Individuals with low testosterone and normal or low serum LH levels may
require further evaluation. After resolving these issues, treatment with
supplemental testosterone can begin. Many studies have demonstrated improved
function with testosterone replacement. Investigators have found that
treatment resulted in increased sexual interest and an increased number
of spontaneous erections. Men taking testosterone replacement therapy
also were less depressed, angry and fatigued.
As seen in the accompanying chart, testosterone replacement therapy can
be offered in a variety of forms. Together, the patient and his physician
can select a mode of acceptable treatment.
Pills. Although methyl testosterone is manufactured in capsule or pill
form, it is not recommended for testosterone replacement in men.
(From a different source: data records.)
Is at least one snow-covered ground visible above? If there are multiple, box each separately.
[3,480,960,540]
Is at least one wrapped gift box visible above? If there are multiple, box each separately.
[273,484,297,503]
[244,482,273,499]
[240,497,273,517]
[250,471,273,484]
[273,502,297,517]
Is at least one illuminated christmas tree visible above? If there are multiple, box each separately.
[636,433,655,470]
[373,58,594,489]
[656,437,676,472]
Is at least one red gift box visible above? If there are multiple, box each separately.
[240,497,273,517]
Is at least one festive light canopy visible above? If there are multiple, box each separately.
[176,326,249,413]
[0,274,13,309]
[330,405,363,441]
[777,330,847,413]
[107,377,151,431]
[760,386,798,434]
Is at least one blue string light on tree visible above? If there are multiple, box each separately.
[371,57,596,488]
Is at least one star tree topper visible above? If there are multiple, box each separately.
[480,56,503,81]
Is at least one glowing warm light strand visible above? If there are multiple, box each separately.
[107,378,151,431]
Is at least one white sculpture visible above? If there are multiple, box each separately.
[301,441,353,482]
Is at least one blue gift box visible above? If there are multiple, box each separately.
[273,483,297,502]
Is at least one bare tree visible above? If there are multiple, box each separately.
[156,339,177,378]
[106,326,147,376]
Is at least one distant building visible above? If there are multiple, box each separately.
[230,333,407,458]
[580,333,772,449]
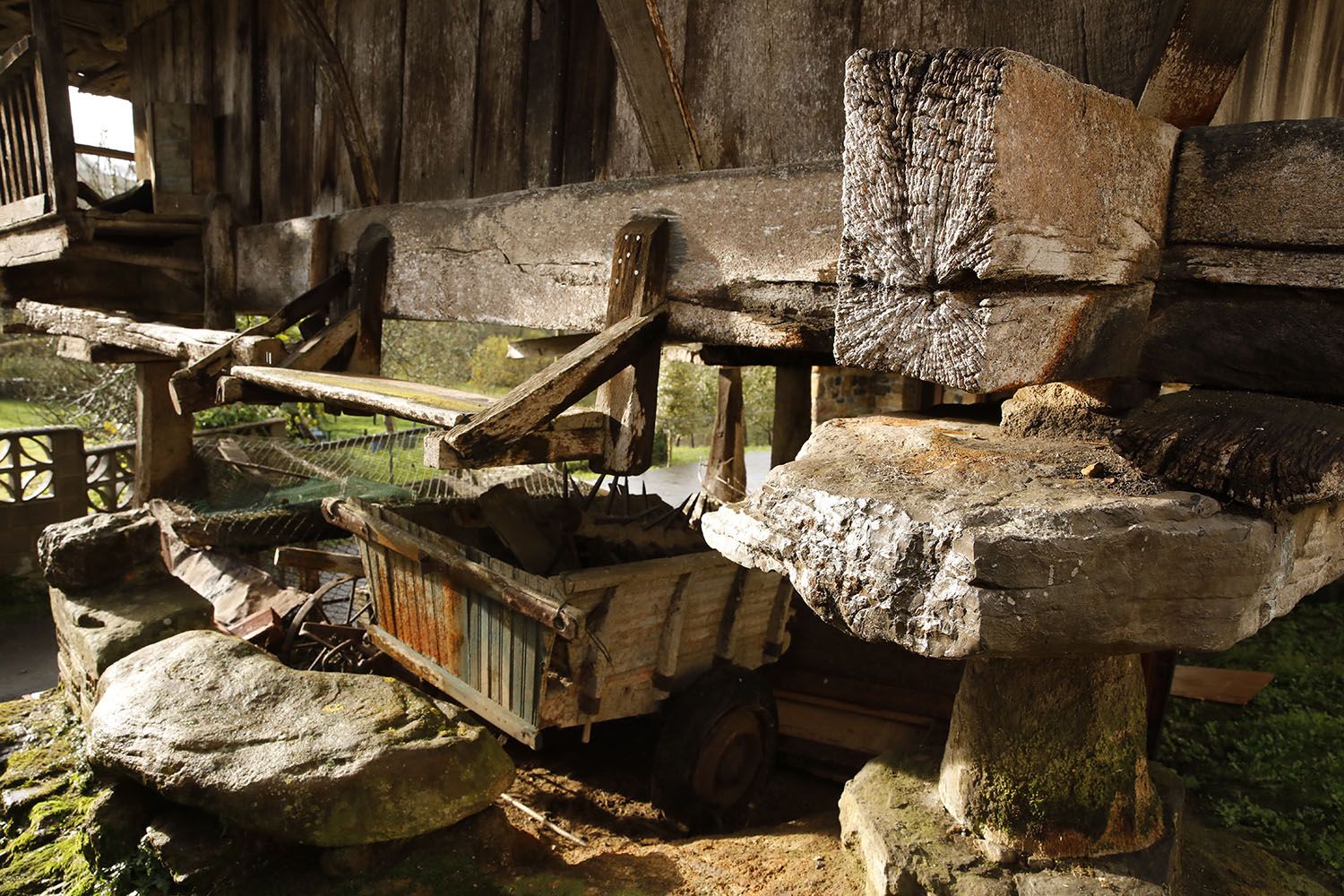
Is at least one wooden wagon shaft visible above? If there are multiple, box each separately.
[7,299,285,364]
[323,498,581,641]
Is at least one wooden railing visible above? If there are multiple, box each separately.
[0,3,78,228]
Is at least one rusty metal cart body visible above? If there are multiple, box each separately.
[324,498,792,747]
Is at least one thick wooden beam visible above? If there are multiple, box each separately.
[446,309,667,465]
[835,44,1177,392]
[238,161,840,350]
[1112,390,1344,509]
[1140,118,1344,398]
[134,361,193,506]
[597,0,701,173]
[18,299,285,364]
[593,218,668,476]
[1139,0,1271,127]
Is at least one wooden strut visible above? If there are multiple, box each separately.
[430,219,668,473]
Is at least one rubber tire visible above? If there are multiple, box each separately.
[653,667,780,833]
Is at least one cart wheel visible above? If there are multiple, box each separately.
[653,667,780,831]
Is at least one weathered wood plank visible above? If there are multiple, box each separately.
[835,49,1177,392]
[284,0,382,205]
[448,309,667,463]
[1214,0,1344,125]
[238,161,840,350]
[593,218,668,476]
[398,0,481,202]
[1168,118,1344,253]
[336,0,405,204]
[1112,390,1344,509]
[472,0,532,196]
[1139,282,1344,401]
[230,366,602,428]
[18,299,285,365]
[134,361,193,506]
[1139,0,1271,127]
[599,0,701,172]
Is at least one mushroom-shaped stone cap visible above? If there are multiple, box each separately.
[703,417,1344,657]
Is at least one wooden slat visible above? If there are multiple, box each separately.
[1139,0,1271,127]
[368,626,538,747]
[599,0,701,173]
[472,0,532,196]
[400,0,478,202]
[594,218,668,476]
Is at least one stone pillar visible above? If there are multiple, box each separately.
[938,656,1163,857]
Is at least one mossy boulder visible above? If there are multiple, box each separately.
[938,656,1164,857]
[89,632,513,847]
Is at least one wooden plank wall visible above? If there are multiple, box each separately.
[129,0,1344,223]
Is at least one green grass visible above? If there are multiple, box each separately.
[1160,585,1344,887]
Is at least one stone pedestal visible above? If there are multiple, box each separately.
[938,656,1163,858]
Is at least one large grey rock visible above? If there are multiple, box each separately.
[50,575,214,719]
[938,656,1164,857]
[840,751,1185,896]
[38,508,166,591]
[89,632,513,847]
[702,417,1344,657]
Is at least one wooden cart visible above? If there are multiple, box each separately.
[323,498,792,823]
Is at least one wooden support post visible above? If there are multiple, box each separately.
[703,366,747,504]
[201,194,238,331]
[29,0,78,215]
[593,218,668,476]
[344,224,392,376]
[136,361,193,506]
[771,366,812,466]
[835,48,1177,392]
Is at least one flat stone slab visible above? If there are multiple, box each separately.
[88,632,513,847]
[50,574,214,719]
[840,751,1185,896]
[702,417,1344,657]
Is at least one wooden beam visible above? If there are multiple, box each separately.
[594,218,668,476]
[448,309,667,465]
[835,49,1177,392]
[599,0,701,173]
[771,366,812,468]
[18,299,285,364]
[1139,0,1271,127]
[134,361,194,506]
[272,0,379,205]
[346,224,392,375]
[56,336,164,364]
[29,0,80,215]
[238,161,840,352]
[1112,390,1344,509]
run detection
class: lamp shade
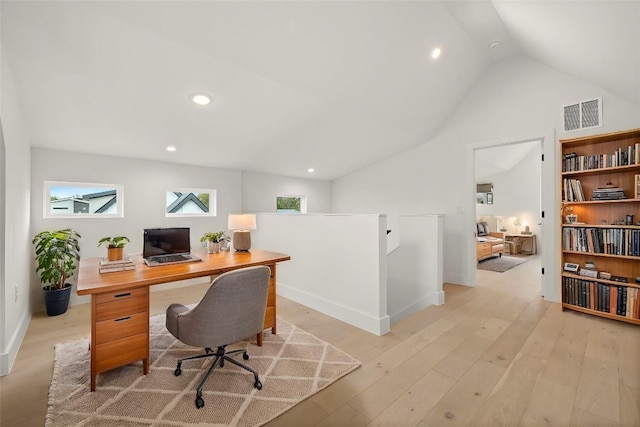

When
capsules/pills are swallowed and absorbed into the bloodstream, they are
quickly broken down by the liver and do not achieve high enough blood
levels to be useful unless given in large doses (40 mg/day to 50 mg/day).
At these doses, they may cause adverse changes in blood lipids (fats)
and liver damage. Testosterone indecanoate is moderately effective, but
it must be given in capsular form three times daily. It has unique properties
that reduce rapid metabolism by the liver.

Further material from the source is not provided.